Combination of an oncolytic virus with PD-L1 blockade keeps cancer in check

Abstract

An oncolytic vaccinia virus expressing CXCL11 combined with PD-L1 blockade significantly reduces tumor burden and improves survival in murine cancer models.

Cancer immunotherapy has joined surgery, radiation, and chemotherapy as a key pillar of cancer treatment. Checkpoint inhibitors, such as anti–programmed cell death 1 (PD-1) and anti–programmed cell death ligand 1 (PD-L1) antibodies, are now widely used in multiple cancer types. Oncolytic viruses (OV) are immunotherapeutics that can eliminate cancer cells directly through cancer cell death or indirectly through immune activation and alteration of the tumor microenvironment (TME). Efficacy of both checkpoint inhibitors and OV depends on factors such as cancer subtype, PD-1/PD-L1 expression, and the immune milieu. In a new study, Liu et al. report that combining an OV promoting PD-L1 expression in both cancer and TME cells effectively combines with an anti–PD-L1 antibody to overcome these barriers.

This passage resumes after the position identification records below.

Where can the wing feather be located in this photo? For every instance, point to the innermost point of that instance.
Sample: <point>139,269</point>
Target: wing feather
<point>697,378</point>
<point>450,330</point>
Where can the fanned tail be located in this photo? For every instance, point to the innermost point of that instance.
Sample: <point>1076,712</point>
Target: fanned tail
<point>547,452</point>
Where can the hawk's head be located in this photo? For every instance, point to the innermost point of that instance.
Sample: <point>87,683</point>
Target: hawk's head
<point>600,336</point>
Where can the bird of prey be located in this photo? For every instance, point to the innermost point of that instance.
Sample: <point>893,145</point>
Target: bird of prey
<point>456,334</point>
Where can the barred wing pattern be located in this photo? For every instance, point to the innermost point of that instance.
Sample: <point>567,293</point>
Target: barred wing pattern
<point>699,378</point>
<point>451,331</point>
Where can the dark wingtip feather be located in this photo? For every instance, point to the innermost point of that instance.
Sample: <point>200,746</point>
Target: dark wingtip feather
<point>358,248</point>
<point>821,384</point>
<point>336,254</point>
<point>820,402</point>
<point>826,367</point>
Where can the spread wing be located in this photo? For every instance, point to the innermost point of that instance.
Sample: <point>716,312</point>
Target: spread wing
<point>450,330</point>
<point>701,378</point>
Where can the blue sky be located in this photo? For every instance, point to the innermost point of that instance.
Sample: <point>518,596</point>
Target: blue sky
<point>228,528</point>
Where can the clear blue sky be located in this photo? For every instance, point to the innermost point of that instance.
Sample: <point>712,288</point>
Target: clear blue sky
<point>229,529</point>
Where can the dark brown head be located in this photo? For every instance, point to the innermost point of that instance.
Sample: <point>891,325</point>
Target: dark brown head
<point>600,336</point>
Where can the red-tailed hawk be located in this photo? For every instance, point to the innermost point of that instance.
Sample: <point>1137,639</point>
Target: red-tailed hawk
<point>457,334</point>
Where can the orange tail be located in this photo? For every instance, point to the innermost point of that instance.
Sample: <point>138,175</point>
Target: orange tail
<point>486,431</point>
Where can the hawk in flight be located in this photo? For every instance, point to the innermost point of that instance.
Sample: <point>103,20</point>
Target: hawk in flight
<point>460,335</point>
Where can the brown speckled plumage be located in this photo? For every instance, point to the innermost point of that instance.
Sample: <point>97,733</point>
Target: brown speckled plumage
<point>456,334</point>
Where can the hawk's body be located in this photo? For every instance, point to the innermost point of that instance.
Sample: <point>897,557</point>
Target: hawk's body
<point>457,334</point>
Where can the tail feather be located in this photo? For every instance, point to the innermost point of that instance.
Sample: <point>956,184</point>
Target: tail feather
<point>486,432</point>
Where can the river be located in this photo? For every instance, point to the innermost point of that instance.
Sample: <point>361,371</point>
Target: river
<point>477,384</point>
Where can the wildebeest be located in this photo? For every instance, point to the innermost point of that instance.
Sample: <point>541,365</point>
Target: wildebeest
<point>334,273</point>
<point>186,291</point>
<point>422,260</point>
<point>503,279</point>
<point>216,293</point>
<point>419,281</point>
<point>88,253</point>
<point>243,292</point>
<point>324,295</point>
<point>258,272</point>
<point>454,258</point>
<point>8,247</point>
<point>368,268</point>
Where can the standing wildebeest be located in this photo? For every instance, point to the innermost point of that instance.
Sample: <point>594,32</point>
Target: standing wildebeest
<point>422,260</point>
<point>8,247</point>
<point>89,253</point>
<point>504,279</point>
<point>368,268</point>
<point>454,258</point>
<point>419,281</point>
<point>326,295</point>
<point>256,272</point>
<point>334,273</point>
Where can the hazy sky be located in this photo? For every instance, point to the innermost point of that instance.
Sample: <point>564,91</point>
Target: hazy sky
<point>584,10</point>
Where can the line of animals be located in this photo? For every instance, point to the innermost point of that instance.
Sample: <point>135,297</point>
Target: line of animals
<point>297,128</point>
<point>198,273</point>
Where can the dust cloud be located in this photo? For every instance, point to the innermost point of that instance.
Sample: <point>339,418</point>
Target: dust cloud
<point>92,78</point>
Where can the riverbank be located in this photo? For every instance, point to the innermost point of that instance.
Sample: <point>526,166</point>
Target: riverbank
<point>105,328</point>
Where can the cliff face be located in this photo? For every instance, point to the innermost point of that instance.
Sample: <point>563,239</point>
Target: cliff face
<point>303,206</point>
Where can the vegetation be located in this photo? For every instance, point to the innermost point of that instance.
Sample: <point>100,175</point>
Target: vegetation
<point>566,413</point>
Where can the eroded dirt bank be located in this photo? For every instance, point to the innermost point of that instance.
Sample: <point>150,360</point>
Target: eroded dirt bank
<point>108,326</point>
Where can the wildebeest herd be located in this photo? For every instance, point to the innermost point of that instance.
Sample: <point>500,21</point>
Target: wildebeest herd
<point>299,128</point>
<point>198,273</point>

Using the Western Reserve strain oncolytic vaccinia virus (v vDD), Liu et al. first demonstrated that infection with v vDD led to up-regulation of PD-L1 expression on several murine and human cancer cell lines. Mice bearing murine colon or ovarian cancer cell lines were then treated with control, anti–PD-L1 antibody, a CXCL11-expressing vvDD strain (VV) that enhances T cell infiltration and PD-L1 expression, and the combination of anti–PD-L1 antibody and VV. Combination therapy produced a dramatic antitumor effect and prolonged survival. Significant decreases in myeloid-derived suppressor cells, tumor-associated macrophages, and regulatory T cells were found in the TME of dual-treated tumors. Furthermore, tumor-infiltrating CD4⁺ and CD8⁺ effector T cells were increased, with decreased coinhibitory markers and increased activation markers, in the setting of combination therapy. Importantly, long-term surviving mice after dual therapy had significantly impaired tumor growth after tumor reimplantation compared with treatment naïve mice, demonstrating activation of systemic immunity. Depletion experiments showed that CD4⁺ and CD8⁺ T cells and IFN-γ were required for combination therapy efficacy.

This study showed that a PD-L1–inducing vaccinia virus strongly combined with PD-L1 blockade to reduce tumor burden and induce long-term survival in murine cancer models. This approach shows the feasibility of using OV to transform anti–PD-L1 resistant tumors into sensitive tumors by enhancing antitumor immunity in the TME and stimulating systemic antitumor immunity. Given the current clinical limitations of OV and checkpoint inhibition approaches, combining OV with PD-L1 blockade represents an exciting new cancer immunotherapy approach with potential broad applicability.